Calon Tunggal Lawan Kotak Kosong di Pilkada, Pakar: Waspada Politik Transaksional
Terdapat lima wilayah di Jawa Timur yang hanya memiliki satu pasangan calon dalam Pilkada 2024. Wilayah tersebut antara lain di Surabaya, Gresik, Ngawi, Kota Pasuruan dan Trenggalek. Pakar hukum di Surabaya mengingatkan potensi politik transaksional dalam kondisi satu calon lawan kotak kosong.
"Apalagi yang mendapat dukungan absolut dari seluruh partai politik, seperti di Surabaya," kata Pakar hukum Universitas Muhammadiyah Surabaya (UM Surabaya) Satria Unggul Wicaksana, kepada media, dikutip Minggu 29 September 2024.
Direktur Pusat Studi Antikorupsi dan Demokrasi (Pusad) UM Surabaya itu mengingatkan salah satu pemikiran dari John Emerich Edward Dalberg-Acton, yakni kekuasaan cenderung korup dan kekuasaan absolut cenderung korup secara absolut. "Saya curiga dukungan absolut memicu perilaku koruptif,” katanya.
Hal lain, salah satu hasil penelitian milik Pusad UM Surabaya juga mendapati potensi koruptif muncul karena kebutuhan logistik tingga saat Pilkada. "Untuk bupati atau walikota, biaya politik yang dikeluarkan bisa menembus Rp 100 miliar, terutama untuk honor saksi, kampanye, dan mobilitas massa,” ujar pria yang juga Ketua Kaukus Indonesia untuk Kebebasan Akademik (KIKA) itu.

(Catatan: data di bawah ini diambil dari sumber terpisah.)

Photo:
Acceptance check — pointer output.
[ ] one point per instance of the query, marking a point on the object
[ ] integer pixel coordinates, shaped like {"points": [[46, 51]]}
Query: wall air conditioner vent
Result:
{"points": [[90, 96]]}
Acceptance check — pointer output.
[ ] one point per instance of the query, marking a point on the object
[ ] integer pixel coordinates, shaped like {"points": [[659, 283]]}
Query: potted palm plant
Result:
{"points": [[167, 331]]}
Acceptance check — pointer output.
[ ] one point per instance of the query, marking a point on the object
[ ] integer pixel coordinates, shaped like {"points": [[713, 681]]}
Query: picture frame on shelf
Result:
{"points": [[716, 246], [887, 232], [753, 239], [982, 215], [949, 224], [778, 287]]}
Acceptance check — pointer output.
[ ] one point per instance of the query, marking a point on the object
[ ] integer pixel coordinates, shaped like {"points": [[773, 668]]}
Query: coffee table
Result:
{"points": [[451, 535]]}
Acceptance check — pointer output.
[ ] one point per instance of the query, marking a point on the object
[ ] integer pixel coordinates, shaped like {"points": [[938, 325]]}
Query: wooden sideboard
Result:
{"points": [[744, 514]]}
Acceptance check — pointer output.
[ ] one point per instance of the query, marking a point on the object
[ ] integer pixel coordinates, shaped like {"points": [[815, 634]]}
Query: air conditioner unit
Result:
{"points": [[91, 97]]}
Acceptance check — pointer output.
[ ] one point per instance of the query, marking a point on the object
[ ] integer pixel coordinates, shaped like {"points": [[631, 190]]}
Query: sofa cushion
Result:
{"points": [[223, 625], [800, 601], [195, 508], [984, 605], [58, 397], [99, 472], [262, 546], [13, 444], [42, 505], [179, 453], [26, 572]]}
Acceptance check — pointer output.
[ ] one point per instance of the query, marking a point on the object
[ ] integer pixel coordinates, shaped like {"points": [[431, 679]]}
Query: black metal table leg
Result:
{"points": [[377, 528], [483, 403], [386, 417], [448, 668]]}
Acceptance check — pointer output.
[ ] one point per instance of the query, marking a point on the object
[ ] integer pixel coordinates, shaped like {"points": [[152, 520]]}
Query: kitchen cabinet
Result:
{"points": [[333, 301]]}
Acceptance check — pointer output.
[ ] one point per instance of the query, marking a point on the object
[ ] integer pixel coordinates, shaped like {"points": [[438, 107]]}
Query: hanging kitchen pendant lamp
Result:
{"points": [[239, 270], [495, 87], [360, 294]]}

Politik transaksional bisa muncul jika melibatkan cukong atau penyandang dana, untuk memenuhi kebutuhan pilkada. Menurut dia, sebagian warga di Surabaya adalah crazy rich. Para naga bisnis atau konglomerat mampu membiayai calon politik, tetapi dengan konsekuensi diakomodasi kepentingannya.
Empat Wilayah Lain
Selain Surabaya, terdapat empat wilayah lain yang hanya memiliki calon tunggal. Mereka antara lain Kabupaten Trenggalek, Ngawi, Gresik, dan Kota Pasuruan.
Di Trenggalek terdapat pasangan Bupati dan Wakil Bupati Mochamad Nur Arifin dan Syah Muhammad Natanegara. Kemudian Ngawi adalah Ony Anwar Harsono dan Dwi Rianto Jatmiko.
Sedangkan Gresik terdapat pasangan Akhmad Yani dan Asluchul Alif serta pasangan Adi Wibowo dan Muhhamad Nawawi di Kota Pasuruan.
Kondisi itu menurut Satria, menjadi bentuk kemunduran demokrasi sebab masyarakat harus memilih calon yang tidak ideal. "Karena proses kompetisinya hilang, padahal seharusnya masyarakat bisa melihat adu pemikiran, gagasan, rancangan program. Kalau kotak kosang kan ya menjadi tidak ada,” tandasnya.